Les tensions géopolitiques au Moyen-Orient commencent à se faire lourdement ressentir sur les marchés mondiaux de l’énergie. En France, la hausse soudaine des cours du pétrole et du gaz ravive les inquiétudes autour du pouvoir d’achat, poussant une partie de la classe politique à exiger des mesures préventives avant que la situation ne s’aggrave pour les consommateurs.
Face à cette escalade tarifaire, le député de La France insoumise (LFI) Éric Coquerel a exhorté le gouvernement à instaurer un blocage des prix du carburant. Intervenant ce jeudi sur la radio France Info, l’élu a souligné l’urgence de la situation pour les ménages. Comme le rapporte l’agence Anadolu, il estime que cette intervention ne devrait pas peser sur les finances publiques, mais être directement absorbée par les acteurs du secteur. « Vu les marges des distributeurs et des pétroliers dans la situation actuelle, on peut faire en sorte que le blocage des prix se fasse sur leurs marges », a-t-il affirmé, redoutant qu’il ne « soit trop tard si l’on tarde à agir ». Il a également demandé au ministère de l’Économie d’organiser un débat à l’Assemblée nationale sur les conséquences économiques du conflit.
L’urgence invoquée par le parlementaire s’appuie sur des données récentes particulièrement volatiles.
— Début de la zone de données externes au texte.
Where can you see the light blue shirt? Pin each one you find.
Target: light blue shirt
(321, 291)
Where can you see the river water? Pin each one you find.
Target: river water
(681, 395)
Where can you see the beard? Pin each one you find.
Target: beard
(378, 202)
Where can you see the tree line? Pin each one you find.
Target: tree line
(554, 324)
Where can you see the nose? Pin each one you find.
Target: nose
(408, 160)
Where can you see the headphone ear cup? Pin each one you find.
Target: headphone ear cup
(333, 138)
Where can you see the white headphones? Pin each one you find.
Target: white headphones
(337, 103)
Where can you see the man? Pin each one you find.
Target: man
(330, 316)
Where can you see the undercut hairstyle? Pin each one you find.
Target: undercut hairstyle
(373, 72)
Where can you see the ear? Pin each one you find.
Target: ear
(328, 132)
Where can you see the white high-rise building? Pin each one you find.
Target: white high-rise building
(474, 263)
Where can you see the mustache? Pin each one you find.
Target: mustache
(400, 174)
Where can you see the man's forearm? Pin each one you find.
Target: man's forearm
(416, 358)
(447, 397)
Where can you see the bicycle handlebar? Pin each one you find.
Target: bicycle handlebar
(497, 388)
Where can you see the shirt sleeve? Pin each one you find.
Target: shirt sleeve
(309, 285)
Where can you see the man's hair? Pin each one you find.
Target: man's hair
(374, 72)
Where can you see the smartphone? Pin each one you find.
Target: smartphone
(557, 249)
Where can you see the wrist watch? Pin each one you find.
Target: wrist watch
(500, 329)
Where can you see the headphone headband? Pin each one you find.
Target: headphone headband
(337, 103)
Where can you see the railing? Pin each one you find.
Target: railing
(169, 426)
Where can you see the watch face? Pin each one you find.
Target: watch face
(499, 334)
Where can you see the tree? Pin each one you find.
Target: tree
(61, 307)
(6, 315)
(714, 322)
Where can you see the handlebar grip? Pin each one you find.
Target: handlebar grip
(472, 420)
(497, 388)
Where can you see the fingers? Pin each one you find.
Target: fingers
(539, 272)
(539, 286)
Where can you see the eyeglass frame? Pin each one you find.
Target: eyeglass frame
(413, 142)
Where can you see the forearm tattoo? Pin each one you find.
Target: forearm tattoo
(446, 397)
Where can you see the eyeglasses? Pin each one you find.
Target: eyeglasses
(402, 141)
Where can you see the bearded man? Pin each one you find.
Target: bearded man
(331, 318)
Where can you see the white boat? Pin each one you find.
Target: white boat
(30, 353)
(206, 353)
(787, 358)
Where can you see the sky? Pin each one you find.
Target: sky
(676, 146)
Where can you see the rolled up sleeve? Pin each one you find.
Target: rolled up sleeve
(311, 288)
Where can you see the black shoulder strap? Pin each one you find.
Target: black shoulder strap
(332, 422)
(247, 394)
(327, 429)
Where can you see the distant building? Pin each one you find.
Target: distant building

Mercredi, le gouverneur de la Banque de France, François Villeroy de Galhau, a indiqué que les cours du pétrole avaient bondi d’environ 15 % en seulement trois jours, tandis que ceux du gaz s’envolaient de plus de 50 %. Bien que ces derniers partent d’un niveau jugé très bas par rapport aux pics de 2022, la situation est suivie de près par les autorités financières. Cette nervosité des marchés vient s’ajouter à l’inquiétude grandissante des milieux d’affaires français face aux répercussions industrielles de la crise. De son côté, le ministère de l’Économie a tenu à préciser qu’il n’existait, à ce stade, aucun risque de pénurie de carburant sur le territoire national.
Au-delà des questions purement économiques, Éric Coquerel a vivement critiqué la posture diplomatique de Paris. L’élu a appelé à un cessez-le-feu immédiat, remettant en question la pertinence des déploiements militaires actuels, dont celui du porte-avions Charles-de-Gaulle dans la région. Interrogé sur l’avenir politique du Moyen-Orient en cas d’arrêt des hostilités, il a affiché son scepticisme quant aux interventions extérieures, soulignant que « l’objectif de Donald Trump, ce n’est pas de remplacer le régime des mollahs par une démocratie ».